In order to solve this issue, a standard technique is to define a short-list containing the most frequent words only. This has the disadvantage of increasing the out of vocabulary (OOV) rate. OOV words correspond to those unseen in the training dataset or which are not included in the vocabulary. They are all considered as unknown words and mapped to the special UNK token.

Jean, proposed to carefully organise the batches so that only a subset of the target vocabulary is possibly generated at training time. This allows the system to perform the softmax only on this subset during training (the complexity remains the same at test time). Another possibility is to define a structured output layer (SOUL) to handle the words not appearing in the shortlist. This allows the system to always apply the softmax normalization on a layer with reduced size [Le et al.2011].

Recently, some works have used subword units to translate instead of words. In Sennrich, the rare and some unknown words are encoded as subword units with the Byte Pair Encoding (BPE) method. The authors show that this can also generate words which are unseen at training time. As an extreme case, the character-level neural machine translation has been presented in several works [Chung et al.2016, Ling et al.2015, Costa-Jussà and Fonollosa2016] and showed very promising results.

In this work we propose an approach using factors as unit level in the output side of the neural network.

The factors are referring to the linguistic annotation at word level like the Part of Speech (POS) tags. Moses toolkit [Haddow and Koehn2012] for statistical machine translation is able to manage factors information in addition to the words to be able to improve the translation. Some works have used factors as additional information for language modeling [Bilmes and Kirchhoff2003, Alexandrescu2006]. Recently, factors have been used as linguistic input features to improve NMT [Sennrich and Haddow2016] as well.

Our approach differs from previous works in the sense that we use only the linguistic decomposition of the words in the output side. Each word is represented by its lemma along its linguistic factors (POS tag, tense, gender, number and person). By these means, the target vocabulary size is reduced because we do not have to keep all the derived forms of the verbs, nouns, adjectives, etc. Furthermore, we are able to produce new words that are not in the vocabulary using all the derived forms of the lemmas.

We use two different outputs for the translation at word level, one output is the lemma of the word and the other output is the rest of the factors mentioned earlier. Multiple output neural networks have been used before [Firat et al.2016] with the difference that in our approach the system produces both outputs at the same time instead of scheduling them. With both outputs (lemma and factors) we are able to generate the final word using linguistic resources.

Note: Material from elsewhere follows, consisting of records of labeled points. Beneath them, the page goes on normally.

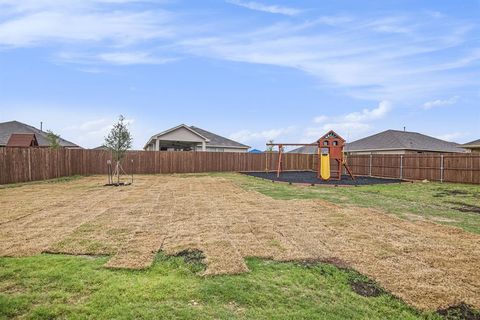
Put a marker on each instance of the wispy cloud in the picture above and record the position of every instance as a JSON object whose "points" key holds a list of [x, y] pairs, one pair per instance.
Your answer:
{"points": [[91, 133], [439, 102], [452, 136], [396, 58], [248, 136], [358, 122], [288, 11]]}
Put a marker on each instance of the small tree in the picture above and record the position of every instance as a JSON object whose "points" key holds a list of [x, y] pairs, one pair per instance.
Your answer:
{"points": [[53, 139], [118, 141]]}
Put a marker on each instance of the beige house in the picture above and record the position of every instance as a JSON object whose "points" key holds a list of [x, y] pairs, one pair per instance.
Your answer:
{"points": [[473, 146], [395, 142], [190, 138]]}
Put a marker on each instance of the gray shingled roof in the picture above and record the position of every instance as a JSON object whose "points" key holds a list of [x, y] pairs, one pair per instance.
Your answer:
{"points": [[395, 140], [305, 149], [7, 128], [216, 140], [475, 143], [402, 140]]}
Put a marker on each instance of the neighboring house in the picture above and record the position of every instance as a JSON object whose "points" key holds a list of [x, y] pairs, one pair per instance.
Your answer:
{"points": [[395, 142], [22, 140], [22, 133], [473, 146], [189, 138]]}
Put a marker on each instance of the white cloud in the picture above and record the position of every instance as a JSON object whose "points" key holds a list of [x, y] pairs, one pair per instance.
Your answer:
{"points": [[122, 28], [259, 136], [452, 136], [92, 133], [439, 102], [353, 57], [126, 58], [354, 122], [266, 8]]}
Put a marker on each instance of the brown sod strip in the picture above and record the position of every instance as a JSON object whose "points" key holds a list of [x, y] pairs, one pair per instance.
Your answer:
{"points": [[429, 266]]}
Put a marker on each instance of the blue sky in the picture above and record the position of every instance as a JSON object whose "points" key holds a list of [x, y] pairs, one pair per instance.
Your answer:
{"points": [[249, 70]]}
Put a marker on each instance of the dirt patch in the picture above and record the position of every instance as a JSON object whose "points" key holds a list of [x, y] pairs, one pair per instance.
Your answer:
{"points": [[464, 207], [192, 256], [460, 312], [365, 287], [455, 192], [425, 264], [308, 263]]}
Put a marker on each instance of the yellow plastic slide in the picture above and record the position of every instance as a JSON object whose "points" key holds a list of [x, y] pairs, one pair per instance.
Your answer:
{"points": [[325, 166]]}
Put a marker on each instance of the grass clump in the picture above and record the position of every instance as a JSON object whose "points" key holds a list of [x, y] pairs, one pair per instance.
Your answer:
{"points": [[55, 286], [444, 203]]}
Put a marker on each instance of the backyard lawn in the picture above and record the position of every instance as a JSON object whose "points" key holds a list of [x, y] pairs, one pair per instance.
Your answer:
{"points": [[228, 246]]}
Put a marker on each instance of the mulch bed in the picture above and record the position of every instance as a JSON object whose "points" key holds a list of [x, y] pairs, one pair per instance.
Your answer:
{"points": [[460, 312], [309, 177]]}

This work is licensed under a Creative Commons Attribution 4.0 International Licence. Licence details: http://creativecommons.org/licenses/by/4.0/

2 Neural Machine Translation

The encoder-decoder architecture used for NMT consists of two recurrent neural networks (RNN), one for the encoder and the other for the decoder. The encoder maps a source sequence into a continuous space representation and the decoder maps the representation back to a target sequence. Our trained neural translation models are based on a bidirectional encoder-decoder deep neural network equipped with an attention mechanism 

[Bahdanau et al.2014], as described in Figure 2.

Figure 1: Architecture of the NMT system equipped with an attention mechanism.

This architecture consists of a bidirectional RNN as an encoder (as seen in stage 1 of Figure 2). An input sentence is encoded in a sequence of annotations (one for each input word), corresponding to the concatenation of the outputs of a forward and a backward RNN. Each annotation represents the full sentence with a strong focus on the current word. The decoder is composed of a conditional RNN as provided for the DL4MT winter school111https://github.com/nyu-dl/dl4mt-tutorial (see stage 3 of Figure 2

), equipped with an attention mechanism (stage 2). The attention mechanism aims at providing weights for each annotation in order to generate a context vector (by performing a weighted sum over the annotations). The attention mechanism uses the hidden state at timestep

of the decoder RNN along with the annotation to generate a coefficient . A softmax operation is performed over those coefficients to generate the annotation weights . As described in [Bahdanau et al.2014], the annotation weights can be used to align the input words to the output words. The RNN takes as input the context vector, the embedding of the previous output word (stage 4), and of course its hidden state. Finally, on stage 5 of the Figure 2, the output probabilities of the target vocabulary are computed. The word with the highest probability is selected to be the translation at each timestep. The encoder and the decoder are trained jointly to maximize the conditional probability of the correct translation.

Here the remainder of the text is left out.